Materials and Methods
Subjects.
Forty-four children, aged 80–112 months (mean 99 months; 8.25 years; 25 girls) at Year 1, participated in a hybrid randomized control design. All were public-school pupils living in Los Angeles gang-reduction zones. Subjects were randomly assigned either to defer their participation in music lessons for 1 year and then undergo training (“Group 1,” N = 18, 1 year of total music) or begin music lessons immediately (“Group 2,” N = 26, 2 years of total music), all following Harmony Project's curriculum (see below). Targeted group assignment was conducted for the last few subjects to ensure that the two groups were age- and sex-balanced. Thus at Year 2, Group 2 had 1 year of music training; at Year 3, Group 2 had 2 years of music training and Group 1 had 1 year. At Year 1, groups were matched on age (t(42) = 1.196, p = 0.239), hearing thresholds (t(42) = 0.289, p = 0.774), maternal education (t(40) = 0.799, p = 0.429), IQ (t(41) = 0.419, p = 0.677), and proportion of females and males (p > 0.1). All subjects came from Harmony Project's waitlist, meaning the groups were equally motivated to pursue music training.
Intervention.
The musical training followed Harmony Project's standard curriculum. All children first attend group introductory musicianship classes (1 h per session, 2 sessions per week) consisting of instruction in fundamental skills such as pitch and rhythm identification, performance, notation, and basic recorder playing. Subjects generally progress to group instrumental instruction after 6 months or when instruments are available, depending on instructor judgment of their proficiency in musicianship class and access to instruments (provided at no cost to subjects). Instrumental and ensemble training differ as a function of instructor/seat availability programmatically, but comprise ≥4 h/week of group instruction. Instruments include strings, woodwinds, and brass winds.
Neurophysiological protocol.
At each test session (annually in July of 2011, 2012, and 2013) all subjects received a neurophysiological test battery consisting of click and speech-evoked auditory brainstem responses administered using Intelligent Hearing System's SmartEP platform (Intelligent Hearing Systems). The click-evoked response was conventionally administered (Hall, 2006) and all children were within normal limits for response latency. The speech-evoked responses combine neural responses to transients and sustained (frequency following) features in speech that, together, offer insight into the precision of automatic auditory processing (Skoe and Kraus, 2010). Despite their subcortical origin, these responses reflect short- and long-term influences from auditory cortical and nonauditory regions, because the brainstem is an integrative “hub” of auditory processing (Kraus and Nicol, 2014). Two synthesized, voiced consonant–vowel syllables, [ba] and [ga], differing only in the onset frequency of the second formant, were delivered to the right ear via insert earphones at 80 dB SPL. See (Hornickel et al., 2009) for a complete acoustic description of the syllables. Six thousand presentations of each syllable were presented in alternating polarity at a rate of 4.35/s. Responses were recorded from vertex (Cz) referenced to right earlobe, digitized at 13.333 kHz, and filtered on-line from 0.05 to 3 kHz. Responses to the two presentation polarities were averaged separately and subtracted to enhance the spectral component of the response (Aiken and Picton, 2008).

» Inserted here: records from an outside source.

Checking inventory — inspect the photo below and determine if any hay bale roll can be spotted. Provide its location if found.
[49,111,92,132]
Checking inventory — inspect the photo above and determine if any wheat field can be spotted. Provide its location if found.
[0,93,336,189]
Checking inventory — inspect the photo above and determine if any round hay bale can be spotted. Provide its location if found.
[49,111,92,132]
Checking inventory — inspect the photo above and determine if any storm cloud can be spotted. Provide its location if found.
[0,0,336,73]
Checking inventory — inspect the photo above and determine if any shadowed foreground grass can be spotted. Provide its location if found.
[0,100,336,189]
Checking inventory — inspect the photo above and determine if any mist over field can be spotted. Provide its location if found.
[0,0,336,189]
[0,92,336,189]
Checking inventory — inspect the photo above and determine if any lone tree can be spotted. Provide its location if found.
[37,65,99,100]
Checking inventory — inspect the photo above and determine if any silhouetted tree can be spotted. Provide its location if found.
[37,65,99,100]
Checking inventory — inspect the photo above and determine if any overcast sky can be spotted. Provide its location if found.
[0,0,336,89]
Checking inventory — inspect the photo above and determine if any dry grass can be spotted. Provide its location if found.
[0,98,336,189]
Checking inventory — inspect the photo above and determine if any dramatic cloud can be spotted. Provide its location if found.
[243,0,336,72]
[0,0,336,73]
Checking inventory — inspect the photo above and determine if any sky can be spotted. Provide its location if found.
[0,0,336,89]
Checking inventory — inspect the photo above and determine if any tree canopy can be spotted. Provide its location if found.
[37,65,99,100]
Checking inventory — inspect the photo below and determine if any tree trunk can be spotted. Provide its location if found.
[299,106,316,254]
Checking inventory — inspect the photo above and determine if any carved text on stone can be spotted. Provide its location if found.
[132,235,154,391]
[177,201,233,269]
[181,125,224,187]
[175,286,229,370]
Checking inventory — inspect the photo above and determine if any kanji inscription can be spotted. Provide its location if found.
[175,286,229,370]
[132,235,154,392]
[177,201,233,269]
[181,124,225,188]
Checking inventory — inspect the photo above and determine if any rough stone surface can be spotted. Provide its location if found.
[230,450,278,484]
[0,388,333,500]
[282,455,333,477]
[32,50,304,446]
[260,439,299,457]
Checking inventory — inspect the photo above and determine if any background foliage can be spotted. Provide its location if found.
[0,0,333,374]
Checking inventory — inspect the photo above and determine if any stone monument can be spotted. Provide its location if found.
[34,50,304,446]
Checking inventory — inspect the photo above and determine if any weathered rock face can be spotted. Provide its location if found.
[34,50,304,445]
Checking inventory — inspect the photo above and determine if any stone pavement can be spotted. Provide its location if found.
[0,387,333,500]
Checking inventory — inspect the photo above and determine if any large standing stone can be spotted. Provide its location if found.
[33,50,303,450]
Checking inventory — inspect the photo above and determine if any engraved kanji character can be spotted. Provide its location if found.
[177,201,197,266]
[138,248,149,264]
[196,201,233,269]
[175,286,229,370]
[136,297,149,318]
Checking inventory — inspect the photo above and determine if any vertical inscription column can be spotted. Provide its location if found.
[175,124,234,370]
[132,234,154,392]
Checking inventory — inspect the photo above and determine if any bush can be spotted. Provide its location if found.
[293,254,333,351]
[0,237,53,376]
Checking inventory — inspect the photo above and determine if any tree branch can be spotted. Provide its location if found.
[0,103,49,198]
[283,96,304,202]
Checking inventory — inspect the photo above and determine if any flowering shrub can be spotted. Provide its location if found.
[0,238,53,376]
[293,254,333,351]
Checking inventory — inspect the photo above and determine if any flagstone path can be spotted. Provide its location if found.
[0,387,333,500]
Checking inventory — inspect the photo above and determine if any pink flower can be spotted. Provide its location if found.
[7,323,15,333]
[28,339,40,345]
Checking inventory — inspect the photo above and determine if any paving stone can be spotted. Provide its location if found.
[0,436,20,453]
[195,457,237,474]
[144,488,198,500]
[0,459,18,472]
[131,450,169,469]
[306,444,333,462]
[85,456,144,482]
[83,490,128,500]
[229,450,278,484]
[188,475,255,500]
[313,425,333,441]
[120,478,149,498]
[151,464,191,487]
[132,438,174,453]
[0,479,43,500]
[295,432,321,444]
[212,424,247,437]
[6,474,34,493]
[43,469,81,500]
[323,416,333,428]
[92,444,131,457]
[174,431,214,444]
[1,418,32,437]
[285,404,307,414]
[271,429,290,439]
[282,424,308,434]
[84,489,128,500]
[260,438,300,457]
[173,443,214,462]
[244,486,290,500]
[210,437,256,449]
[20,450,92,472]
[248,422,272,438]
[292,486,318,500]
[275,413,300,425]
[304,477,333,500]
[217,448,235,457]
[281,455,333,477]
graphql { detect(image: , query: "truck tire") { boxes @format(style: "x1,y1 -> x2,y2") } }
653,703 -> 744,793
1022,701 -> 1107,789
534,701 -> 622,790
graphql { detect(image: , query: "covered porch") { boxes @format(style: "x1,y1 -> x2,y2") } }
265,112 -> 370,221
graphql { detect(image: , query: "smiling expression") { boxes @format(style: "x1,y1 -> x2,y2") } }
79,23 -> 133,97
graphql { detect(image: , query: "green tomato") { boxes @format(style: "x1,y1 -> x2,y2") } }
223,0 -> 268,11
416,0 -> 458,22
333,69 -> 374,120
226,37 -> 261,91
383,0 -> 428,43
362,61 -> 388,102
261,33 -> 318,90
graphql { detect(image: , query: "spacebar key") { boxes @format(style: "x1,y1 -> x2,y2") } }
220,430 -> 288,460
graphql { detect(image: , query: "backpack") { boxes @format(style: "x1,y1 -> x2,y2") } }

Cross-phaseogram procedure.
A time-frequency cross-phaseogram approach, first described by Skoe et al. (2011), was used to quantify the difference in response timing between the two evoking consonants. This technique comprises computing a short-term cross-phase spectrum resulting in a time-frequency matrix of phase differences. With this pair of stimuli, the response to [ga] phase leads the response to [ba] in a typically operating auditory system. This is because [ga] has higher frequency content in the first 50 ms of the syllable; higher frequencies activate more basal regions of the cochlea initiating an earlier neural volley. When depicted in graphical form as in Figure 1, the phaseogram's abscissa is time, in milliseconds (0 = stimulus onset), the ordinate is frequency, in Hertz, and the phase difference in radians is depicted in color. Green represents no phase difference; warm colors indicate the response to [ga] leading the response to [ba] and cool colors indicate [ba] leading [ga].
Statistical analysis.
The dependent variable was an arithmetic mean of phase differences in a time-frequency “region of interest” (ROI) defined as 15–45 ms poststimulus onset and 0.9–1.5 kHz (Strait et al., 2014). This ROI corresponds to the second format frequency over the time of maximal difference between the stimuli. Outlying data (>2 SDs from the group mean) were adjusted to exactly 2 SDs before analysis (Group 2, N = 4; Group 1, N = 2). Repeated-measures analyses of covariance (RMANCOVA) were computed, with age in months as a covariate. The repeated factor was test time (Year 1, Year 2, and Year 3) and the between-groups factor was participant group (Group 2, music training between all test times; Group 1, music training only between Test 2 and Test 3). Follow-up RMANCOVAs were conducted for each study group. Sphericity was confirmed for all within-subjects comparisons (Mauchly's ps > 0.750) and post hoc tests were Bonferroni corrected.
Results
We observed a progressive enhancement of neurophysiological function with community music training when controlling for age (i.e., development). Children with 2 years of training (Group 2) showed a marked improvement in the neural differentiation of the syllables [ba] and [ga]. Across both groups, more music training was associated with larger enhancements in neural function.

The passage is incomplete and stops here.